The studio was hushed, painted in calm neutral colors, pillows tossed about, fountain bubbling. The muted lighting set an ambiance for reflection, for devotion, and reminded me much of church. The hushed silence with a slight thrill of expectation. I was in love. I had taken yoga before, and never took to it, but this was different than those college days classes. This was real, and you could feel it.
Sandy is an impressive woman, with a calm and nurturing vibe about her, incredibly talented and intelligent, as well as intuitive. She immediately made me feel at home in her second home of the studio. I still remember that first class with her. It was mixed level, and I had never experienced meditation quite like it. It was a guided meditation for a “safe place”, to imagine the coming spring and a place that made you feel at home. Naturally, homesick as I was, I thought of the roses my Oma plants, the sounds of water rippling in the lake, and the tractors roar as my Opa mowed the lawn.
Never before had I been so deep in a meditation that I could taste the grass. Sandy assisted, which was a new experience for me as many teacher’s do not do that, and during meditation came with essential oil and touched the temples. I know the movements, even utilize it when I teach, but she unlocked this sensation of “something” and I cried. Of course, I hugged her and immediately asked about training with her. I was hooked.
I quickly learned the traditional path of yoga through Sandy. I’m talking true yoga, not exercise. The focus was on the history of yoga, its development, the language, the eight limbs. It was an awakening of my mind and soul. When I taught a class and saw the relief and peace on the faces of my students, the intrigue and “light” turn on, I knew that this was something I could do not just for myself, but to heal others. I learned that it was important to bring unity to others through mediation, through yoga, through simply and softly asking the right questions. I taught for a year in upstate New York before moving to Ohio, and I loved it.

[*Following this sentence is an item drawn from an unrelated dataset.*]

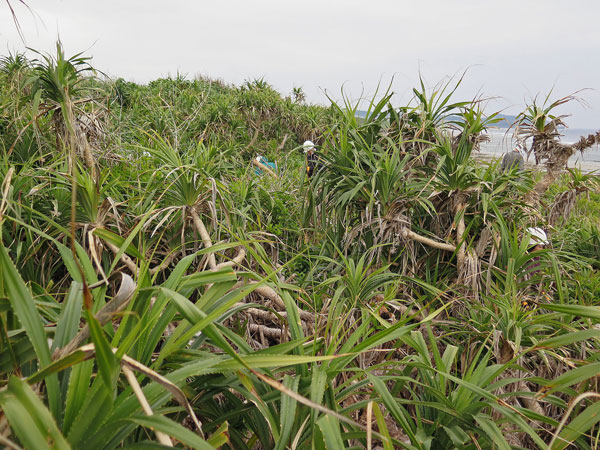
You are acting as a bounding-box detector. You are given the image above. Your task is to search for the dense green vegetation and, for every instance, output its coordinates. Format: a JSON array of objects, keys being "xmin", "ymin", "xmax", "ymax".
[{"xmin": 1, "ymin": 44, "xmax": 600, "ymax": 449}]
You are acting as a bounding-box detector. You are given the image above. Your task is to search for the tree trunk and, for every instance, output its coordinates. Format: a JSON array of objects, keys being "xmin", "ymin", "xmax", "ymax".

Maybe I am still stuck in New York, maybe I haven’t found the right studio just yet, or the right place, but I haven’t found that in Ohio. I’ve found some yogi’s who are almost like what I found in that small farm town, and maybe it will take them aging and growing in wisdom before I find it. One thing I didn’t think I would do when I moved to Ohio was to quit. I taught for a year on and off privately, and a month in a studio. I hated it. Whether it was the students who were only interested in it for the physical benefits and constantly talked during class, or the “Yogis” who fancied themselves enlightened while drinking their teas, or those who thought the dirtier you were the more yogic you were…none of it struck home. It came away lacking, dull, and frankly very inauthentic of what yoga is. After teaching a class I found myself frustrated, thinking of ways to reach people.
That’s not yoga. Acro-yoga is not yoga. Yoga is not for losing weight. Yoga is not like Pilates. Yoga is not showing up to class as one student put it, “cute as fuck”, and marginalizing other students because they “are too fat”. It isn’t about looking cute, or fit, or being in a click. So why, after everything yoga teaches, is this happening? Why do these students refuse to see the truth of yoga? Are they that blind to their own truths?
So I quit. I wont teach. I wont lecture. I wont preach. Maybe one day I will teach again. Maybe the passion and love I found, the peace, will return when teaching a class. I don’t know when, and it might not ever happen, but for now, Ohio, I quit.